The first ever 250SX Class race ended up being a great start to what is now an integral part of the sport. Brian Manley and Bobby Moore won their respective Heat Races, and the field was set for the first ever Main Event. Current Western Regional 250SX Class racer Max Vohland’s uncle Tyson Vohland nabbed the first Hole Shot ever on his Kawasaki, the same brand Max is currently running in 2024. Moore, who by season’s end was the first ever Western Regional Champion, was behind him, but fell back to fourth early in the race and finished in that position. It was the Kawasaki trifecta of Bader Manneh, Vohland, and Todd Campbell leading the way at the half-way point. Manneh and Vohland fell victim to the Jack Murphy Sand Pit giving Campbell the large lead and first ever 250SX Class victory. Vohland and Trampas Parker would finish on the podium to give Kawasaki a podium-sweep and are still the 250SX Class’ leading brand with 187 victories, 36 more than Honda who are a distance second. The podium sweep was the first of only 11 250SX Class podium sweeps in its history, which Kawasaki has done a record six times.

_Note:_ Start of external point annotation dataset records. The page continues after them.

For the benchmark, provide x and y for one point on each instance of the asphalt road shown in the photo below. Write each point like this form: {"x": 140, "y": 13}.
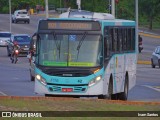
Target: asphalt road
{"x": 15, "y": 78}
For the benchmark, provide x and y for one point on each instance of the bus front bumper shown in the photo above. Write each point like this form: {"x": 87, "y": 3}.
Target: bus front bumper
{"x": 94, "y": 90}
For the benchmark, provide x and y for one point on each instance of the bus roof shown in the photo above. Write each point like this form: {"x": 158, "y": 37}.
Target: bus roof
{"x": 114, "y": 22}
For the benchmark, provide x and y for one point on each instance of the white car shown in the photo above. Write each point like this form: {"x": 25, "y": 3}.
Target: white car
{"x": 4, "y": 37}
{"x": 155, "y": 59}
{"x": 20, "y": 15}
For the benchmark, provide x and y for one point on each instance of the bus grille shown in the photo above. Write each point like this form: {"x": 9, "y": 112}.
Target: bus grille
{"x": 54, "y": 88}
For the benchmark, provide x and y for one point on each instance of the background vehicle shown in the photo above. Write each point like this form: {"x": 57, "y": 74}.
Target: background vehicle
{"x": 4, "y": 37}
{"x": 20, "y": 15}
{"x": 155, "y": 59}
{"x": 23, "y": 41}
{"x": 86, "y": 57}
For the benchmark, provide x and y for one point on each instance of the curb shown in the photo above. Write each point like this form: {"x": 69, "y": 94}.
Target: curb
{"x": 149, "y": 35}
{"x": 72, "y": 99}
{"x": 144, "y": 62}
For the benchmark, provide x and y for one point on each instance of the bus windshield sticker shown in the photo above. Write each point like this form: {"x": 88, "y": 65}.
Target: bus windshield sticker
{"x": 51, "y": 63}
{"x": 88, "y": 64}
{"x": 75, "y": 64}
{"x": 72, "y": 37}
{"x": 69, "y": 25}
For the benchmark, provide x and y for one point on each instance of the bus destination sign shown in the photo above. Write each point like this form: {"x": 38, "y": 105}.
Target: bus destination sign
{"x": 68, "y": 25}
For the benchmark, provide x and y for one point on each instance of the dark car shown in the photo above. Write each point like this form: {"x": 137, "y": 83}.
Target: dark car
{"x": 23, "y": 41}
{"x": 155, "y": 59}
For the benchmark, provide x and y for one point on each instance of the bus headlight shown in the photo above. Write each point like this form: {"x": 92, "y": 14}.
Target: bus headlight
{"x": 95, "y": 80}
{"x": 42, "y": 80}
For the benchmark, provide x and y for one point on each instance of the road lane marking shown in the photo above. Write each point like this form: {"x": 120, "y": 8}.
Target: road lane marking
{"x": 151, "y": 87}
{"x": 3, "y": 94}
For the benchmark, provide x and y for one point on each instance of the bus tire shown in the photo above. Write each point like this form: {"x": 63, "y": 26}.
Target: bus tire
{"x": 124, "y": 95}
{"x": 110, "y": 91}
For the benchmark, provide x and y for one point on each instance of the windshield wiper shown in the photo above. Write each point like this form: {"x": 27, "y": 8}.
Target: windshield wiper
{"x": 58, "y": 46}
{"x": 80, "y": 43}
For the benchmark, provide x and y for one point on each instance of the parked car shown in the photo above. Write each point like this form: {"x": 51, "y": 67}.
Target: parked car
{"x": 23, "y": 41}
{"x": 155, "y": 59}
{"x": 4, "y": 37}
{"x": 20, "y": 15}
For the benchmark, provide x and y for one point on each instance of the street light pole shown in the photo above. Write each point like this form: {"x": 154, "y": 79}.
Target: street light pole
{"x": 10, "y": 28}
{"x": 46, "y": 2}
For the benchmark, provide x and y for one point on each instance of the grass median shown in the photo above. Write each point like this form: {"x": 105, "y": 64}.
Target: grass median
{"x": 84, "y": 107}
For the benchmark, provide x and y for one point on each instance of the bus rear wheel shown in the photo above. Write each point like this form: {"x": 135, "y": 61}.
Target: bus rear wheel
{"x": 110, "y": 91}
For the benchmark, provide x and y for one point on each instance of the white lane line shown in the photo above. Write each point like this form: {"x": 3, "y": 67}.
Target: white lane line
{"x": 3, "y": 94}
{"x": 156, "y": 89}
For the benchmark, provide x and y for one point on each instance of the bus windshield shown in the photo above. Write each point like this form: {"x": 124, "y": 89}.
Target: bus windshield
{"x": 70, "y": 50}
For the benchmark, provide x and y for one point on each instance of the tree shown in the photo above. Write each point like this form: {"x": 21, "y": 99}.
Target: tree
{"x": 149, "y": 8}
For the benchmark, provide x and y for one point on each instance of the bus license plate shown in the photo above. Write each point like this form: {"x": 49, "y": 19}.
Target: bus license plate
{"x": 67, "y": 89}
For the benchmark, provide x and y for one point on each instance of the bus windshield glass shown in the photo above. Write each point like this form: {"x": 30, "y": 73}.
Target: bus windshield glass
{"x": 70, "y": 50}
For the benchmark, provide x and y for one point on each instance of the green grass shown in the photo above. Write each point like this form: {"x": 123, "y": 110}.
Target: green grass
{"x": 67, "y": 104}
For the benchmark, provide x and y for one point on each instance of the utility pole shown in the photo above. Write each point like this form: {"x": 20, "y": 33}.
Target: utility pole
{"x": 79, "y": 4}
{"x": 113, "y": 7}
{"x": 46, "y": 4}
{"x": 10, "y": 28}
{"x": 136, "y": 19}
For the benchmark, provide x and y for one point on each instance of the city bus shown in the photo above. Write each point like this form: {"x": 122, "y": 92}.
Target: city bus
{"x": 84, "y": 54}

There were no podium sweeps from Round 10 2014 (Daytona, Kawasaki) through last season’s Round 14 (East Rutherford, Honda).
Unlike the 1985 Premier Class’ two-moto format, the 250SX Class stood the test of time and San Diego 2024 will be the 611th round of what is now called 250SX Class racing. The 250SX Class series started churning out Premier Class Champions in 1993 when Jeremy McGrath took the title in his rookie year after winning the Western Regional Championship in 1991-1992. Since then the path to a 450SX Class factory ride is clear- win a 250SX Class Championship: Star Yamaha- Eli Tomac (2012 SX West), Cooper Webb (2015-2016 SX West), & Justin Cooper (2021 SX West); HRC Honda- Jett Lawrence (2022 SX East, 2023 SX West) & Hunter Lawrence (2023 SX East); Progressive Insurance Suzuki- Ken Roczen (2013 SX West); TLD GasGas- Justin Barcia (2011-2012 SX East); Rockstar Husqvarna- Malcolm Stewart (2016 SX East) & Christian Craig (2022 SX West); Red Bull KTM- Chase Sexton (2019-2020 SX East) & Aaron Plessinger (2018 SX West); Monster Energy Kawasaki- Jason Anderson (2014 SX West); Liquid Moly Beta- Colt Nichols (2021 SX East). Monster Energy Kawasaki’s Adam Cianciarulo and Liquid Moly Beta’s Benny Bloss are the only examples of factory riders without a 250SX Class title, with the former having won a 250 Class Motocross title.

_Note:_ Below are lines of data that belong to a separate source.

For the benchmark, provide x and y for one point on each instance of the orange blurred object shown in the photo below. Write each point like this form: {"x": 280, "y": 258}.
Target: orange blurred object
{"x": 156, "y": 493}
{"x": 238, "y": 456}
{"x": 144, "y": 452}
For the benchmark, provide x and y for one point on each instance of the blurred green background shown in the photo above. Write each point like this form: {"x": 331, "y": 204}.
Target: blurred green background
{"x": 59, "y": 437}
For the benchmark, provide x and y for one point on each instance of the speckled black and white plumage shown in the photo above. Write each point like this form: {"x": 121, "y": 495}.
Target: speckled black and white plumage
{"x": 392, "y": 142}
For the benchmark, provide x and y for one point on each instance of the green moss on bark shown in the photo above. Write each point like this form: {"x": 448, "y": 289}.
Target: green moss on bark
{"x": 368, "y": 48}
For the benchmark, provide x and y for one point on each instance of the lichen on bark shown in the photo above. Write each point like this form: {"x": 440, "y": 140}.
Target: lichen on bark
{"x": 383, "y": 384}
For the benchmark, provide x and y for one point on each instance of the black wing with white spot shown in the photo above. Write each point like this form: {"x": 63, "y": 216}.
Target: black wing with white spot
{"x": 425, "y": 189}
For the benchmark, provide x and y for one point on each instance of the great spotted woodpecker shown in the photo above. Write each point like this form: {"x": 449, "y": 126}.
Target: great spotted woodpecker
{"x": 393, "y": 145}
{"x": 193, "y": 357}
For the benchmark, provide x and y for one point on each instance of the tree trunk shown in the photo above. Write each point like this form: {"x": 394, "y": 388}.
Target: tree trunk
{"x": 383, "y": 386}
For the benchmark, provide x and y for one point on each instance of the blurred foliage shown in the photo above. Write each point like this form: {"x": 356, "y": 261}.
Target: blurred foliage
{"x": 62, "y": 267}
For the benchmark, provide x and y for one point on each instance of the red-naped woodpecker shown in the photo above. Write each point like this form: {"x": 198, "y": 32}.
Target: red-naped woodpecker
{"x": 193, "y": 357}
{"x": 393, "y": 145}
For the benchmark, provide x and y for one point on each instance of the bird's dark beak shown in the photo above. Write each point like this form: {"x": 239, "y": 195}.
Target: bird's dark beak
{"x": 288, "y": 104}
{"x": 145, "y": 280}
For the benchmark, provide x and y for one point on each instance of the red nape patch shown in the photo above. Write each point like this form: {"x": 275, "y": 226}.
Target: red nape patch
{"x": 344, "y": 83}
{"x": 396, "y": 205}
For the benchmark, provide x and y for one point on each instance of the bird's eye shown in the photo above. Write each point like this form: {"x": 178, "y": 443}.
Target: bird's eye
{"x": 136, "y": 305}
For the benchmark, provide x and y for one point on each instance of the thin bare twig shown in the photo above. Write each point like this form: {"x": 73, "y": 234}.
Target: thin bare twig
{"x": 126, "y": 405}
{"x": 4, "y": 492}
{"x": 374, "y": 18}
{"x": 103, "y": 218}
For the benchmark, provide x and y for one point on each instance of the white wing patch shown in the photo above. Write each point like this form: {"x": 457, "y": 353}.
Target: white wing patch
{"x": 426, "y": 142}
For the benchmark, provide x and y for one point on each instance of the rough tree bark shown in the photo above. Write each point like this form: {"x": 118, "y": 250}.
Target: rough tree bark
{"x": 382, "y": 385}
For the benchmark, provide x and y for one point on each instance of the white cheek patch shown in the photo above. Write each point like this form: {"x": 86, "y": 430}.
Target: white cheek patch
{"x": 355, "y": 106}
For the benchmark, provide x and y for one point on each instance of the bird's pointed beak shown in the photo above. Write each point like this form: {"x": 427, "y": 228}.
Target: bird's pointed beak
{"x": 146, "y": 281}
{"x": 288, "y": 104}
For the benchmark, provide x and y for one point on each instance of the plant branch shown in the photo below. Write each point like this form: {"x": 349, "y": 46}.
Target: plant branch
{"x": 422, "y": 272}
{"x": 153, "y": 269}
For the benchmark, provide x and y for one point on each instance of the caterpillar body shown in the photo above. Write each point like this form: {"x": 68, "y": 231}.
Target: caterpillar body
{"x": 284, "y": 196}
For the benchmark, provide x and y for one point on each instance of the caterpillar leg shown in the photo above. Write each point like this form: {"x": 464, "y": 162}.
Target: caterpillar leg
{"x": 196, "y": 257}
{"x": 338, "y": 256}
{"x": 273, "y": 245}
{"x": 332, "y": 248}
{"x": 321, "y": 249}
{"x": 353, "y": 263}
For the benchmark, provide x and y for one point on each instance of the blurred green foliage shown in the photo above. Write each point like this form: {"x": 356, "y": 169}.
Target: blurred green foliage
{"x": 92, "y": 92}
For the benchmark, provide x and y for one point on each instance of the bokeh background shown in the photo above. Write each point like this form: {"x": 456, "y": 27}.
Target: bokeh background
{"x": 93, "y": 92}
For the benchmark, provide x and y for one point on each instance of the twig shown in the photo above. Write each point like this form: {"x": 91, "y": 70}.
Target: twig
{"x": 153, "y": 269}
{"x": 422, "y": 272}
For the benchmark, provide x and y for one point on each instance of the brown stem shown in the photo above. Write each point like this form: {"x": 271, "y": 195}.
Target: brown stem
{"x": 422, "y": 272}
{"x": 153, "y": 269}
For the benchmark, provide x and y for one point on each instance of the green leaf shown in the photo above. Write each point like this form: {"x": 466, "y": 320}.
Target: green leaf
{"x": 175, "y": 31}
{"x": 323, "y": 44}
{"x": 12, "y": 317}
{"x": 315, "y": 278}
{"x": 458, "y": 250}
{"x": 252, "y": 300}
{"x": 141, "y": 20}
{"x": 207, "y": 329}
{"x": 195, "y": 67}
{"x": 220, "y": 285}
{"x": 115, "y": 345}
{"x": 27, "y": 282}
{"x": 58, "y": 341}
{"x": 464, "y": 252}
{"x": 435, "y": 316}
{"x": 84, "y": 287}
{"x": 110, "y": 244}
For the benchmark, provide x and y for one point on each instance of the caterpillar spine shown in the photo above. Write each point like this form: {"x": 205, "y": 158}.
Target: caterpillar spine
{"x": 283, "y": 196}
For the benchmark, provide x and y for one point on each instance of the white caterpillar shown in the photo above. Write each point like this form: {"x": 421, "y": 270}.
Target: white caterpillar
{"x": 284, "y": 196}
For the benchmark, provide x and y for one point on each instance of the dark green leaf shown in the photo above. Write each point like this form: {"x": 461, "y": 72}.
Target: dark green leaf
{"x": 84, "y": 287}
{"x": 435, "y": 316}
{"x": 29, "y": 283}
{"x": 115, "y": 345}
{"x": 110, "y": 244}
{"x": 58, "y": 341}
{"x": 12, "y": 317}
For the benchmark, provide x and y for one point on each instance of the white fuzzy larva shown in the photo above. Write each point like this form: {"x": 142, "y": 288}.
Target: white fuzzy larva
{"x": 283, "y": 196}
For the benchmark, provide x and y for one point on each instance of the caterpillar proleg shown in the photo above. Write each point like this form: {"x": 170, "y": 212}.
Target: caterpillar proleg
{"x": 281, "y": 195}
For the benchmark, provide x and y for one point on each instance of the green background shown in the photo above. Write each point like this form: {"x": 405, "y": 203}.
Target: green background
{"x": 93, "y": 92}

2024 Monster Energy Supercross Round 3 San Diego race track at Snapdragon Stadium. Photo Credit: Feld Motor Sports, Inc.
McGrath started the new era of Supercross when he became the first dominant force with 72 victories and seven titles. Ricky Carmichael, James Stewart, and Chad Reed ushered in the 2000s winning every title from 2001-2009. Ryan Dungey and Ryan Villopoto were the next era, and it is safe to say Supercross is in its seventh era starting in 2018 after Dungey retired. No previous era had more to do with the growth of the sport than the early 80s where trial and error prevailed and younger riders were able to hone their skills before moving up to the Premier Class. Jack Murphy Stadium, itself undergoing a handful of name changes in its history, has been completely demolished but Supercross fans will always remember it as a Supercross mainstay and hosting the first ever 250SX Class race.